In coerenza con la costante giurisprudenza di questa Corte di Cassazione, alla quale si intende dare seguito, pertanto, deve ribadirsi che non contravviene al divieto della "reformatio in peius" il giudice di appello che, pur in presenza di impugnazione proposto dal solo imputato, revochi il beneficio della sospensione condizionale, nelle ipotesi previste dai commi primo e terzo dell'art. 168 cod. pen., in quanto, in entrambi i casi, si tratta di provvedimenti dichiarativi, riguardanti effetti che si producono "ope legis" e presuppongono un'attività puramente ricognitiva e non discrezionale o valutativa, a differenza dell'ipotesi di cui al comma secondo del medesimo articolo che, invece, ha natura costitutiva e implica un giudizio sull'indole e sulla gravità del reato, rispetto al quale l'imputato deve essere posto nella condizione di potersi difendere (Sez. 2, n. 37009 del 30/06/2016, Rv. 267913 - 01; Sez. 6, n. 51131 del 15/11/2019, Rv. 277570 - 01).

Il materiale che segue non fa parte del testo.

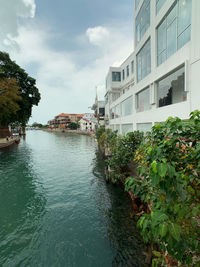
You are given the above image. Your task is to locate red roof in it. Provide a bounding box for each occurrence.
[56,113,84,118]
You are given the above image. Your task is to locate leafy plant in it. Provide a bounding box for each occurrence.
[126,111,200,266]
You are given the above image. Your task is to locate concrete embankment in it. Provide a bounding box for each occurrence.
[45,129,95,136]
[0,137,20,149]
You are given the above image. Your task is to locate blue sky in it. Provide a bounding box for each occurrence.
[0,0,133,123]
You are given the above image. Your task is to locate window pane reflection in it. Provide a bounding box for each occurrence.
[157,67,187,107]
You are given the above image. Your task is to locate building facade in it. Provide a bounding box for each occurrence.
[48,113,84,129]
[105,0,200,134]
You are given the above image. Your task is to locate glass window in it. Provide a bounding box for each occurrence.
[110,108,115,120]
[135,0,140,9]
[131,60,134,73]
[115,124,120,134]
[136,87,151,112]
[157,67,187,107]
[99,108,105,116]
[136,0,150,44]
[122,124,133,135]
[156,0,166,14]
[126,65,129,77]
[112,71,121,82]
[157,0,192,65]
[122,96,133,116]
[137,122,152,133]
[115,104,121,118]
[122,70,125,80]
[178,0,192,49]
[137,39,151,82]
[106,75,110,88]
[112,93,120,102]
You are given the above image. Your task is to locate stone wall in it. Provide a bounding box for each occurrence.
[0,127,11,138]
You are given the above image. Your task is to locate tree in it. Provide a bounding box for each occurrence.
[32,122,43,128]
[0,78,21,125]
[0,52,40,126]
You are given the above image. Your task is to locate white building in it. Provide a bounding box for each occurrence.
[105,0,200,133]
[79,118,97,132]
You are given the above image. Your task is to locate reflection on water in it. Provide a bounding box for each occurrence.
[0,131,145,267]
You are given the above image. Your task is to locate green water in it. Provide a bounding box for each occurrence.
[0,131,145,267]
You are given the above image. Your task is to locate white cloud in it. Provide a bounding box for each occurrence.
[0,0,132,123]
[0,0,36,50]
[86,26,110,46]
[23,0,36,18]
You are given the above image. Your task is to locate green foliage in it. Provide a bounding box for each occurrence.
[0,78,21,126]
[96,127,143,182]
[68,122,79,130]
[108,131,143,178]
[95,126,105,141]
[0,52,40,126]
[125,111,200,266]
[32,122,43,128]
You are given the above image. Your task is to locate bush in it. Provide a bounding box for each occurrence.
[107,131,143,181]
[126,111,200,266]
[95,126,105,142]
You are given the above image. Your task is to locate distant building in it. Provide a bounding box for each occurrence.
[79,118,97,132]
[48,113,84,129]
[105,0,200,134]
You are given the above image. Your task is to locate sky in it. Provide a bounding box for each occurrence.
[0,0,133,124]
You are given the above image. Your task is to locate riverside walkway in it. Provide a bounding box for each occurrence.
[0,136,20,149]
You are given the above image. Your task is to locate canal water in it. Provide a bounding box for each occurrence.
[0,131,145,267]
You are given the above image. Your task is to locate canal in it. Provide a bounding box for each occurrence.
[0,131,145,267]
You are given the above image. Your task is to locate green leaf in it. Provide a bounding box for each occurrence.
[151,160,158,173]
[160,223,168,237]
[157,163,168,177]
[152,212,168,227]
[169,223,181,241]
[153,250,161,258]
[151,173,160,186]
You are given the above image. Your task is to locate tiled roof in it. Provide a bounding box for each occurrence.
[56,113,84,118]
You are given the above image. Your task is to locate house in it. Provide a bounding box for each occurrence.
[105,0,200,134]
[79,118,97,132]
[48,113,84,129]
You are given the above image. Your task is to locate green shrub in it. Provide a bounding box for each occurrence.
[126,111,200,266]
[95,126,105,142]
[108,131,143,177]
[67,122,79,130]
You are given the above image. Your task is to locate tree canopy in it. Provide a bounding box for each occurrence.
[0,78,21,125]
[0,52,40,126]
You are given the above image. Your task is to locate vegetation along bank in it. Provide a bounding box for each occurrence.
[96,110,200,266]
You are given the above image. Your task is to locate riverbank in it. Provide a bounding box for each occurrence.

5. Alla dichiarazione di inammissibilità dei ricorsi consegue, per il disposto dell'art. 616 cod. proc. pen., la condanna dei ricorrenti al pagamento delle spese processuali nonché al versamento, in favore della Cassa delle ammende, di una somma che, considerati i profili di colpa emergenti dai ricorsi, si determina equitativamente in euro tremila ciascuno.

P.Q.M.

Dichiara inammissibili i ricorsi e condanna i ricorrenti al pagamento delle spese processuali e al versamento della somma di euro tremila ciascuno in favore della cassa delle ammende.

Conclusione

Così deciso in Roma, il 7 dicembre 2023.

Depositato in Cancelleria l’11 marzo 2024.